Настойчивость, с которой он твердил о своём равнодушии к находкам, только вызвала во мне лишний приступ подозрительности и утвердила в решении ехать дальше.

– Вы полагаете преждевременным направлять экспедицию? – всё же спросил я.

– Дамба вызывает недоумение. Не хотите ли угробить людей? – Он подался ко мне, разведя руки, но, должно быть, не обнаружил во мне ожидаемого сочувствия своим аргументам. – А ведь и сам князь – персона, не самая приятная в обращении. Во всём желает первенствовать, а чуть что не по нутру, так берегись, услышишь о себе скоро много нового.

Я пытался уличить его в неискренности, но выражение лица на сей раз не отличалось от обыкновенного.

– Что ж, благодарен вам за предостережение, Иван Павлович, но я исполню свой долг и – мигом в Одессу. С князем делить мне нечего. Бог даст, ещё свидимся.

Он пожал плечами.

В это же время в дверях появилась рязанская голова его кучера, сообщившая, что некто прибыл к нему и ждёт снаружи. Солдат так неуклюже подал сюртук, что Бларамберг, не попав в рукава, как был в жилетке, с извинениями оставил меня.

Ко мне подошёл Прохор, уже сытый, и околачивавшийся всё время неподалёку, но выдерживая изрядную дистанцию, дабы не прослыть невежей.

– Пора бы отправляться, – сказал он, поглаживая куцую бородку вдоль щёк. – Неровен час, чёрная буря грядёт, не доедем до постоя-то.

– С чего ты взял про бурю?

– По небу видно-с. Сейчас ещё успеем.

– Душно больно, ты запрягай к четырём, – велел я, опрометчиво положившись на совет Бларамберга. Прохор недовольно промычал что-то под нос, выходя вон.

Резкий баритон со двора заставил меня взглянуть в окно, где увидал я интересную сценку. Иван Павлович беседовал с каким-то спешившимся всадником, стоявшим ко мне спиной, и которому принадлежал тот зычный голос, что-то отрывисто твердивший. Он доставал из седельной сумки явно старинные предметы и показывал директору музея. Тот осматривал их, не принимая в руки, и коротко отвечал, качая головой. Торговец, а у меня не возникло и тени сомнения, что речь шла о некоей не вполне честной сделке, жестами и тоном выражал нетерпение и недовольство, но Бларамберг оставался невозмутим, как часовой. Это стало мне любопытно до чрезвычайности, и я напряг слух насколько мог, но бо́льшую часть слов в поспешной речи незнакомца разобрать так и не сумел.

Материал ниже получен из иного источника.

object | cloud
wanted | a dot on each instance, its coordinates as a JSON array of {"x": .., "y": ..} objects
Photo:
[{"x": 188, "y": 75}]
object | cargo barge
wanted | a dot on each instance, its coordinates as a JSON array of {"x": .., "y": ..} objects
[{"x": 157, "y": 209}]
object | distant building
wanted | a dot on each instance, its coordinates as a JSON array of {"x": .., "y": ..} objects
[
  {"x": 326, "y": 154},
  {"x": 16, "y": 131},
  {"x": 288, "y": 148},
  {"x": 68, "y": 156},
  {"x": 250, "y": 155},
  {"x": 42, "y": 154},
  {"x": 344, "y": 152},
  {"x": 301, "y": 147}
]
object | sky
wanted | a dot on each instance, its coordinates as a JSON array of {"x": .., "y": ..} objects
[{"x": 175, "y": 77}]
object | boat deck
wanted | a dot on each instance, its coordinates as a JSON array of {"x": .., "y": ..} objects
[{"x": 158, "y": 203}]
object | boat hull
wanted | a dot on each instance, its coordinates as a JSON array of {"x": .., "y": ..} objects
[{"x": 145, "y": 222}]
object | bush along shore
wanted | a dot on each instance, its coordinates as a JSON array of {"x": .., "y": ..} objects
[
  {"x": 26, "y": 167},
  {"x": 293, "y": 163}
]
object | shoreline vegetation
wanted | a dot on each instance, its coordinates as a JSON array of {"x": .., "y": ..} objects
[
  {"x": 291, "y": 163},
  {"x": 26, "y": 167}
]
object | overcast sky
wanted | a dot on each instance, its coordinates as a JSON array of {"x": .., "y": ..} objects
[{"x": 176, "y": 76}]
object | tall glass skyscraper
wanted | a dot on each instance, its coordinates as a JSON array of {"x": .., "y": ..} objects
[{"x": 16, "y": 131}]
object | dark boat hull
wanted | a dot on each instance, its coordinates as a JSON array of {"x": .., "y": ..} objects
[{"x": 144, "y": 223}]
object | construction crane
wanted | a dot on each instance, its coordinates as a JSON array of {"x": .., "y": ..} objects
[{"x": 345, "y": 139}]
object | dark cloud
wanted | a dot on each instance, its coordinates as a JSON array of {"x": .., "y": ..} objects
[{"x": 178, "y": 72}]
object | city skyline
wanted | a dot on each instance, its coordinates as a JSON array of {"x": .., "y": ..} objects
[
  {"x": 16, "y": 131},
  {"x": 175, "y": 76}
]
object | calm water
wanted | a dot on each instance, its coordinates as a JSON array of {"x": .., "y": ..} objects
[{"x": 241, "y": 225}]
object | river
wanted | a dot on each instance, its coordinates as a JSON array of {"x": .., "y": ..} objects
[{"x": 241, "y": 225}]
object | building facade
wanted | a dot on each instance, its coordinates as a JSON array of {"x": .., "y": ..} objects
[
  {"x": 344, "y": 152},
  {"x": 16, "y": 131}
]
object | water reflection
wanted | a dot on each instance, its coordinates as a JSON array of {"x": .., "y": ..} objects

Я ожидал, что Иван Павлович сам даст какие-либо разъяснения, но он вернулся совершенно спокойный к столу и лишь вознёс бокал. Я поведал ему об опасениях по поводу бури.

– Мужику, оно, конечно, видней, – ответил Бларамберг, и тем совершенно поставил меня в тупик.

– Как же это понимать?

– А так. Мужик вам говорит, в который час ехать, а я советую: вовсе не ехать. Вот и понимайте, будет ли на вас буря, если не поедете.

Слова эти насторожили меня пуще прежних, казалось, коллекционер нарочно не желает, чтобы я даже приближался к месту интригующих находок. К месту, где я, без году неделя учёный, мог совершить своё первое самостоятельное открытие!

– Я почти не слышал о работах князя…

– Он не почитает за честь публиковать их.

– Откуда же вам известно о его приоритетах?

– Делает доклады, выступает с лекциями, его коллекция антиков весьма завидна. – Иван Павлович протянул мне какую-то книгу. – Вот, не соизволите принять в подарок?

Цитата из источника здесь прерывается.